Dengan konsep BHS pula maka kasus buruh yang kami anggap bersumber dari tidak adanya kebebasan berserikat bagi buruh di Indonesia harus kami selesaikan dengan cara melakukan diskusi-diskusi penyadaran kepada buruh tentang pentingnya sebuah serikat buruh yang independen. Oleh karena itu Munir sangat tekun melakukan pengorganisiran buruh di Surabaya, Sidoarjo, Malang, dan Gresik. Empat kota tersebut merupakan wilayah industri andalan di Jawa Timur. Dengan pengorganisasian buruh-buruh dapat mempunyai keterampilan berorganisasi meskipun masih belum dapat membentuk serikat buruh yang independen. Keterampilan Munir dalam mengorganisir buruh ini dia peroleh dari Bang Oji (Fauzi Abdullah) yang sangat dikaguminya. Pada waktu itu Munir sangat terinspirasi dengan munculnya Serikat Buruh Merdeka Setia Kawan yang dipelopori oleh Bang Oji dan kawan-kawan.

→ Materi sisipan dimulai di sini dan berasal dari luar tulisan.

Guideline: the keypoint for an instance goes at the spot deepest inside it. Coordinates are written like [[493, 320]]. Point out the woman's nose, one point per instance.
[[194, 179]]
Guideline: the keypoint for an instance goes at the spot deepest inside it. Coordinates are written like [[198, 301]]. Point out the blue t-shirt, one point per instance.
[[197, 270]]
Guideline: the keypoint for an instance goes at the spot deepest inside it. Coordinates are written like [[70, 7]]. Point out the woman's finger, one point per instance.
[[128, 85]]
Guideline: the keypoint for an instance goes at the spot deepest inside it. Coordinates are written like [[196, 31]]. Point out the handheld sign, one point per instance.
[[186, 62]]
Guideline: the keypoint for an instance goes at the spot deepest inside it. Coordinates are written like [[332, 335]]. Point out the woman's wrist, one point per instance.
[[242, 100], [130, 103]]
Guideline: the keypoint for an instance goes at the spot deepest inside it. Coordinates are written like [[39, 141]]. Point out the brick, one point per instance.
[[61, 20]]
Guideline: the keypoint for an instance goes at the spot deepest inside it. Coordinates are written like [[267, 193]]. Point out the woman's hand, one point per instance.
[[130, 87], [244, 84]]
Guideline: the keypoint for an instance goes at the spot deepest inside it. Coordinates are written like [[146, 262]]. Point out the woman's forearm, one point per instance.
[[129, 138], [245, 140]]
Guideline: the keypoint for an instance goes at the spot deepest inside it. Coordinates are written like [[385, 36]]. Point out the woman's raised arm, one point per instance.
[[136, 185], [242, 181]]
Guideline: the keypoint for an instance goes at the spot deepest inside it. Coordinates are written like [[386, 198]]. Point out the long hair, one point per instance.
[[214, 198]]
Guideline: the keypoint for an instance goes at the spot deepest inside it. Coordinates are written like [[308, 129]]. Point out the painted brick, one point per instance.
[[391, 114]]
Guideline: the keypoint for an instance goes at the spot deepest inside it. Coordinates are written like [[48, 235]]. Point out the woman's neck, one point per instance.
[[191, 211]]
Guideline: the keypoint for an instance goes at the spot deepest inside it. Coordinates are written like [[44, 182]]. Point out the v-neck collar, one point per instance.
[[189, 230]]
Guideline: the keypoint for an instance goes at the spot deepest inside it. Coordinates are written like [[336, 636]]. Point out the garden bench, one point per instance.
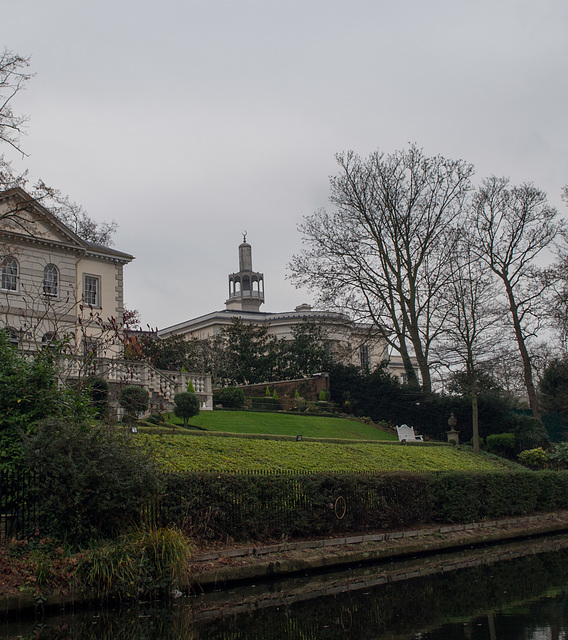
[[406, 434]]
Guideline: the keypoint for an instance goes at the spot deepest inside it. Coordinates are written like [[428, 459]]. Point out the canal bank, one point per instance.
[[227, 566], [223, 567]]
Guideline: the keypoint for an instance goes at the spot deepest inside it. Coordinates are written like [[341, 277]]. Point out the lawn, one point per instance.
[[209, 452], [286, 425]]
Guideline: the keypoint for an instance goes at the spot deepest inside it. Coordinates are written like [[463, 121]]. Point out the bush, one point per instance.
[[29, 393], [534, 458], [265, 404], [322, 504], [231, 397], [559, 455], [138, 563], [92, 480], [529, 431], [501, 443], [134, 400], [186, 406]]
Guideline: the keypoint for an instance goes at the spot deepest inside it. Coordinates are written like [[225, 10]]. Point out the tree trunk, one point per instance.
[[527, 369]]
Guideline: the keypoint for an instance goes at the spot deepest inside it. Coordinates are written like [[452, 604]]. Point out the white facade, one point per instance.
[[53, 284], [351, 342]]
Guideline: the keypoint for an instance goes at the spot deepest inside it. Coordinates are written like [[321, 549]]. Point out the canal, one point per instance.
[[507, 592]]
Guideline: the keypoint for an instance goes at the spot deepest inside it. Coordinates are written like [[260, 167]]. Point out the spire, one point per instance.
[[246, 288]]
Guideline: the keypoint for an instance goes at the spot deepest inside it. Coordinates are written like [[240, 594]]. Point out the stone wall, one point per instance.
[[308, 388]]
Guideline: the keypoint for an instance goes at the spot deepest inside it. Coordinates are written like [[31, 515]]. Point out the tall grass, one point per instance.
[[139, 563]]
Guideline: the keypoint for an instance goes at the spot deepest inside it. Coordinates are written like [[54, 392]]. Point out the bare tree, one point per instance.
[[383, 254], [471, 321], [513, 226], [558, 309], [13, 77]]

Pintu masuk LBH Surabaya dalam melakukan pengorganisasian adalah melalui kasus-kasus perburuhan yang masuk di LBH Surabaya. Misalnya jika ada buruh yang datang ke LBH untuk mengadukan kasusnya karena selalu dipaksa lembur tetapi tidak pernah diberikan upah lembur oleh pengusaha, maka metode yang akan kami lakukan tidak hanya mendampingi si buruh melaporkan kasusnya ke Depnaker. Tapi kami juga meminta buruh tersebut untuk mengumpulkan kawan-kawannya agar dapat berdiskusi dengan kami mengenai hak-hak normatif buruh yang seharusnya dipenuhi pengusaha. Hal ini kami lakukan agar buruh dapat memahami bahwa permasalahan yang dihadapinya adalah permasalahan bersama, sehingga harus dihadapi secara bersama-sama. Dengan demikian buruh akan mendapatkan kekuatan untuk melakukan negosiasi dengan pengusaha. Bahkan buruh juga akan berani melaporkan pelanggaran-pelanggaran yang telah dilakukan pengusaha. Ini adalah upaya permulaan bagi kami untuk dapat menjelaskan kepada buruh tentang perlunya suatu serikat buruh yang mandiri.

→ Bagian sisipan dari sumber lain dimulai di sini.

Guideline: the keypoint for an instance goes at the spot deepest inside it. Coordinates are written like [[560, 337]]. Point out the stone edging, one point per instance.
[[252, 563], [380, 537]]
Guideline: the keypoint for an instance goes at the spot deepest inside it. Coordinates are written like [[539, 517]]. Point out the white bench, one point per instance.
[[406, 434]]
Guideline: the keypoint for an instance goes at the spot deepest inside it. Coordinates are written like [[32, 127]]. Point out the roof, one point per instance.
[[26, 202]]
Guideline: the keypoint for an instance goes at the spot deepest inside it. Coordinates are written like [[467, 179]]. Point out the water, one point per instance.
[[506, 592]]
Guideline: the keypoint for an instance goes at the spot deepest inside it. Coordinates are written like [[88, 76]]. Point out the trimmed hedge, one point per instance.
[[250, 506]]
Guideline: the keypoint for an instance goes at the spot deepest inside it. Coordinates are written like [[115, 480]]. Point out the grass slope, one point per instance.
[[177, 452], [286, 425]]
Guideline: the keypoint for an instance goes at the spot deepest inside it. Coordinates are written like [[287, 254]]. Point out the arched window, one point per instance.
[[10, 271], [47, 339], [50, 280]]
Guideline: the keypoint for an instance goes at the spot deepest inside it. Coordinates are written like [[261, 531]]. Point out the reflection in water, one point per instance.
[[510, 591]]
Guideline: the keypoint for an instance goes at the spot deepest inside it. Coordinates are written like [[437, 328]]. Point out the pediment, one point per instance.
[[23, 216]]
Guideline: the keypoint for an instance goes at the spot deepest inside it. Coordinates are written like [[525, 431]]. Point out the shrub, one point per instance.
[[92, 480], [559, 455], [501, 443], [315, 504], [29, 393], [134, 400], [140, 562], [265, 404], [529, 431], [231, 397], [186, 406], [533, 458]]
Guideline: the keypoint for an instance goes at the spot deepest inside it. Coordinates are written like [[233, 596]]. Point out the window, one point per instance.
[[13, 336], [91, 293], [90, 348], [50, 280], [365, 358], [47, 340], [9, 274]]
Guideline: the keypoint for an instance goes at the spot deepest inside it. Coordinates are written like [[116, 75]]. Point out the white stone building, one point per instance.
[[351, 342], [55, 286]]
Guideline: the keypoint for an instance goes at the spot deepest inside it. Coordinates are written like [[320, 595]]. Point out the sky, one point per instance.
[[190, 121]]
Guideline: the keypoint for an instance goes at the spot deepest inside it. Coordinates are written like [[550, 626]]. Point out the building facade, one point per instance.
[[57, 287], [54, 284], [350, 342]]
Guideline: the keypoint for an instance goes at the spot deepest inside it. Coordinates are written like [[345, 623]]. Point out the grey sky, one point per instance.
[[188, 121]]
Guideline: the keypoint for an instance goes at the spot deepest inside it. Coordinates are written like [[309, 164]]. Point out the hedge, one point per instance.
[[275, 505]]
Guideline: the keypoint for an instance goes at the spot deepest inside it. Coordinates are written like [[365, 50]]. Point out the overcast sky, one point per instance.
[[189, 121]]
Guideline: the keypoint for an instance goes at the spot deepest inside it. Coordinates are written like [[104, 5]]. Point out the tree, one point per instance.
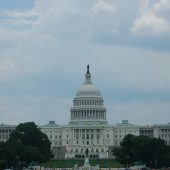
[[26, 144], [152, 151]]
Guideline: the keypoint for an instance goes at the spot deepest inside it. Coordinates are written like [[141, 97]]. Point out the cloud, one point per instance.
[[153, 21], [43, 64], [103, 6]]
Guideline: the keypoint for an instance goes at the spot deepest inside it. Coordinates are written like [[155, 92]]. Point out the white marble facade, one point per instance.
[[88, 127]]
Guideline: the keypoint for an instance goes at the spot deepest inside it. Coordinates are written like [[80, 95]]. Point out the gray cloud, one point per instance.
[[42, 66]]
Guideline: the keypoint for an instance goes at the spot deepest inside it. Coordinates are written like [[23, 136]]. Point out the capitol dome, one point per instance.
[[88, 89], [88, 103]]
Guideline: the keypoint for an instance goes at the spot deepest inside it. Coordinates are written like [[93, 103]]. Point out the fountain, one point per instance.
[[87, 165]]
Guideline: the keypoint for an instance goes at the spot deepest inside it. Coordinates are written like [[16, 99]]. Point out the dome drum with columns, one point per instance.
[[88, 104]]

Munir mengajarkan pada saya teknik mengorganisir buruh yang relatif cukup aman untuk diterapkan pada masa itu. Pertama,  Munir mewajibkan saya membaca semua peraturan perburuhan yang dianggap sangat penting, antara lain tentang PHK, Penyelesaian Perselisihan Perburuhan dan UMR. Pengetahuan tentang peraturan perburuhan penting bagi kami karena sebagai pintu masuk kami untuk bisa berinteraksi dengan buruh adalah melalui konsultasi hukum perburuhan. Kedua, Munir selalu mengajak saya mengunjungi tempat tingal atau kos buruh secara bergantian di beberapa daerah industri di Surabaya, Sidoarjo dan Gresik. Antara lain di kawasan Tandes, Rungkut, Waru dan Driyorejo. Dengan menggunakan dua cara tersebut, saya diharapkan mampu menguasai peraturan perburuhan dan memahami arah kebijakan pemerintah terhadap buruh, sekaligus saya dapat mengenal contact person buruh di setiap daerah untuk dapat melakukan analisis sosial dengan cara mempelajari lokasi pabrik, lokasi markas aparat dan lokasi tempat tinggal buruh. 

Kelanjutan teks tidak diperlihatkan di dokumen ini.